Soil & More Ethiopia is now producing some 250,000 tons of compost annually in long “windrows” for local application and for commercial sale. In addition, they’re developing an experimental farm and hands-on learning center, with vegetable field trials, greenhouse production, vermi-composting, aquaculture and animal husbandry. Soil & More Ethiopia also offers offsite technical assistance… which is where we came in!
With the support and partnership of Soil & More Ethiopia and SCFCU, we were able to facilitate and sponsor a week-long visit and workshop on soils, composting and productivity with some 30 SCFCU producer representatives from Fero, Telamo, Taramesa and Shilicho cooperatives. We were joined by Elise St. Pierre, a Montreal-based biologist specializing in soils and biochar, Kevin Walters, co-owner of Alternative Grounds and BoD member of CoopCoffees, and European coffee colleagues from Roasters United.
The primary objectives of this first-of-its-kind workshop in the Sidama Region, included: hands-on learning, a shared understanding about the role of beneficial micro-organisms essential to healthy soil, the on-site construction of a 5 x 15 meter compost windrow, and the application of “regenerative” organic farming practices in farmers’ fields.
Launching into the workshop at Furra Institute in Yirgalem – Ahmed described the challenges facing Ethiopian soils, the necessary elements for swift soil recovery and the basic steps to creating and the precautions to maintaining well-balanced compost to benefit the micro-biological life in the soil.

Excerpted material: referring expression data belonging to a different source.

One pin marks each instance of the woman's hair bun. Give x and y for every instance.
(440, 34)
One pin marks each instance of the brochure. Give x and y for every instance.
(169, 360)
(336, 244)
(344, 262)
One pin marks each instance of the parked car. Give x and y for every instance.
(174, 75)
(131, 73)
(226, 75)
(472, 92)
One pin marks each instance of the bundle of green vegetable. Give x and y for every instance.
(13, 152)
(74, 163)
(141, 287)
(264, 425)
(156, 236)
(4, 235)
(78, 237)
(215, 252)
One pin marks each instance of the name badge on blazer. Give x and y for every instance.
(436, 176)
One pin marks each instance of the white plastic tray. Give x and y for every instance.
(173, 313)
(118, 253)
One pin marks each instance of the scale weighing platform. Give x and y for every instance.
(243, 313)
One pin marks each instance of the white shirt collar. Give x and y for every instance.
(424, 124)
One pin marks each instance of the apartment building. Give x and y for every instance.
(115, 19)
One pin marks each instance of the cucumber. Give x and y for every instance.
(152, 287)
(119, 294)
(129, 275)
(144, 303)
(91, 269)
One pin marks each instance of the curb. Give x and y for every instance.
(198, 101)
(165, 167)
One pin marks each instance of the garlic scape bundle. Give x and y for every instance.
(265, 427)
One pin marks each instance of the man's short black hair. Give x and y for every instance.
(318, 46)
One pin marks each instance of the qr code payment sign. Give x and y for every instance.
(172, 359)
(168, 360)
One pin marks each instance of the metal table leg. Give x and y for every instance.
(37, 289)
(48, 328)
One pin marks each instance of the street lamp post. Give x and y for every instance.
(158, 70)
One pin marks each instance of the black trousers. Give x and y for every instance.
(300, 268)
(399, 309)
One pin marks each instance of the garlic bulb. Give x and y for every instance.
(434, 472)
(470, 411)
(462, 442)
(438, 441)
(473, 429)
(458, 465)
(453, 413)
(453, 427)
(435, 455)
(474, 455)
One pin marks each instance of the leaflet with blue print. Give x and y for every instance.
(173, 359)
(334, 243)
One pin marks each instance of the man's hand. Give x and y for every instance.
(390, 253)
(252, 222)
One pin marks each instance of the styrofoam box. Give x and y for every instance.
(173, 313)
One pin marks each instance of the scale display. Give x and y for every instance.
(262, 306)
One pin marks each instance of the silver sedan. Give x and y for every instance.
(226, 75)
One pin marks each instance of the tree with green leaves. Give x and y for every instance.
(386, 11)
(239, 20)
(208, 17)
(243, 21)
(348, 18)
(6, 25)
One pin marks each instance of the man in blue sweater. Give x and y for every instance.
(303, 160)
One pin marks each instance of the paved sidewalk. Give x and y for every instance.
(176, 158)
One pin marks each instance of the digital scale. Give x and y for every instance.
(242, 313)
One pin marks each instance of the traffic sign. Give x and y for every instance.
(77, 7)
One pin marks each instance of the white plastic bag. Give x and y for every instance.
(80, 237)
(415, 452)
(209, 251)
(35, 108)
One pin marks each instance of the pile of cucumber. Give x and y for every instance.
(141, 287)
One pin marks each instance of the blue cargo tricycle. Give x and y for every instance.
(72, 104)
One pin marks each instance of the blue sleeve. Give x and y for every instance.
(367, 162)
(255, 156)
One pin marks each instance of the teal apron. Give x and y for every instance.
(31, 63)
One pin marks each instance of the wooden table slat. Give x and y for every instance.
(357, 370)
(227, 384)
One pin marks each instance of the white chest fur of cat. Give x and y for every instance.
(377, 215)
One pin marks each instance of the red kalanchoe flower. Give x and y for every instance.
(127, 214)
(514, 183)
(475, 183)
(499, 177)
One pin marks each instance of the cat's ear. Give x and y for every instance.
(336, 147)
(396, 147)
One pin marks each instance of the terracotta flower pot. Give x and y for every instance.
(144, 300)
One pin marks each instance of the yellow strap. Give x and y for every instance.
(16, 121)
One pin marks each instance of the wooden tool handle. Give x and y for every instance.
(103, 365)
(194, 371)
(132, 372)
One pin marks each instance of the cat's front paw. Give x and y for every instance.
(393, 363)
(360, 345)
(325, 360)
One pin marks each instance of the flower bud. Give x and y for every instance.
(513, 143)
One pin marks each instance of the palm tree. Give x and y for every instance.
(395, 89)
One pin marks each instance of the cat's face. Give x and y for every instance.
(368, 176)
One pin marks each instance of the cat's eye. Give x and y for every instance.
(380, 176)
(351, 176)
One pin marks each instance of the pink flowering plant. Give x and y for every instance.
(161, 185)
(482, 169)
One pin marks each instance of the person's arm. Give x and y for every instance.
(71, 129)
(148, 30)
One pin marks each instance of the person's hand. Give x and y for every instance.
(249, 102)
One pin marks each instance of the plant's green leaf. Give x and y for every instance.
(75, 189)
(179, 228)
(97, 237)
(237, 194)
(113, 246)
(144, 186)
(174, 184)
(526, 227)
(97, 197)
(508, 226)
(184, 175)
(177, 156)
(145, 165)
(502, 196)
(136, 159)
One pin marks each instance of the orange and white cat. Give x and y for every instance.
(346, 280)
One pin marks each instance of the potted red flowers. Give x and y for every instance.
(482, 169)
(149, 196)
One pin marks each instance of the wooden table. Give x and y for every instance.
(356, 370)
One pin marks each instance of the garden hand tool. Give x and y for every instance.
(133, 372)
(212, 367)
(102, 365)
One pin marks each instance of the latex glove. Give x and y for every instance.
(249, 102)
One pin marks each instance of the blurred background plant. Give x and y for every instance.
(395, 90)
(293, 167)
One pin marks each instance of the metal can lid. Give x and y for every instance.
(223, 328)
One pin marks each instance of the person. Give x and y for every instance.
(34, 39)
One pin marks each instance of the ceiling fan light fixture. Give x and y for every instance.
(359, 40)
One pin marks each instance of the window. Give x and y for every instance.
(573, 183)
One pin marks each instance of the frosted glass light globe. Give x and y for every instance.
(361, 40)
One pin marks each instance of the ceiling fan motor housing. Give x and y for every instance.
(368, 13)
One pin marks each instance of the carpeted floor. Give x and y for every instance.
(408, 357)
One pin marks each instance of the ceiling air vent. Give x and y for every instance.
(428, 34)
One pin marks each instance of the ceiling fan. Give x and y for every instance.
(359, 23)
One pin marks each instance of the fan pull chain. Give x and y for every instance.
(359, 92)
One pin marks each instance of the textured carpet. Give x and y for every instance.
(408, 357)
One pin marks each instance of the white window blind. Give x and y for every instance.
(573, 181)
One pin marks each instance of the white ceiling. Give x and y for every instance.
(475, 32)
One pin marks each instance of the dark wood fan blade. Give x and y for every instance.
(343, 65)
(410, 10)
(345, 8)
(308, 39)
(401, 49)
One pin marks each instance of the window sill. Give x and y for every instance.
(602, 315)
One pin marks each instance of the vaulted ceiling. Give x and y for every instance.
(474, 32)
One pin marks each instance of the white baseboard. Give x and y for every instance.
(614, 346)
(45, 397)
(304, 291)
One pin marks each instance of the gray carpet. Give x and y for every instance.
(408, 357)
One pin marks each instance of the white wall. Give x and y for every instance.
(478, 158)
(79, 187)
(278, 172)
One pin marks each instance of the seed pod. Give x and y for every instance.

By the second day, we were ready to put the theory into practice. And everyone seemed eager to get their hands and backs into the process. Farmers jumped at the few available hoes and shovels in order to level the designated space for the compost windrow and gathered armloads of nitrogen rich green materials, ideal for cultivating beneficial bacteria.
Farmer representatives and staff from Soil & More had been gathering the compost materials for days, but additional dry materials were still coming in by the armloads the day of the workshop to add to the pile. Ideally we would have had some 40 percent of the total mass in dry materials to feed the beneficial fungal life (mycelium) that is so critical to balanced decomposition.
One of our burning questions during the days just prior to this workshop was: “Where’s the manure!?!” Few of the participating farmers have more than one cow or a donkey, so a reliable source of animal manure was not guaranteed. You can’t imagine our delight when we saw this “just-in-time” delivery, as we were layering out the materials of our compost row!
During our initial conversations with farmer representatives, we heard all about their need for better tools. Wheel-barrels, better blades for chopping or a mechanical shredder would make an enormous difference in their capacity to collect and prepare the compost materials. Over the course of this workshop, we saw first hand the extent to which Ethiopian farmers encounter challenges at each step in the process. A lack of reliable technical information, inadequate tools, and insufficient basic materials and supplies, made this simple process seem almost insurmountable. For example, “compost fleece” – a basic, but very particular fabric designed to control the humidity of unprotected compost piles exposed to heat evaporation and water-logging in case of rain – is all but impossible to source in the country. Sold in enormous 5 by 50 meter rolls here in Quebec and in Europe, one of our pre-departure tasks was to source and carry as much of this material as possible.
But now – just one short workshop later – things are looking up. Having discovered an incredible, local resource for technical know-how and innovation with Soil & More, with 30 recently-converted composting disciples, with some 40 meters of remaining compost fleece on site, and with clean barrels, shovels and vegetation shredding tools en route… we may be on the cusp of “new dawn” for enhanced composting and soil regeneration in the Southern Nations region of Sidama!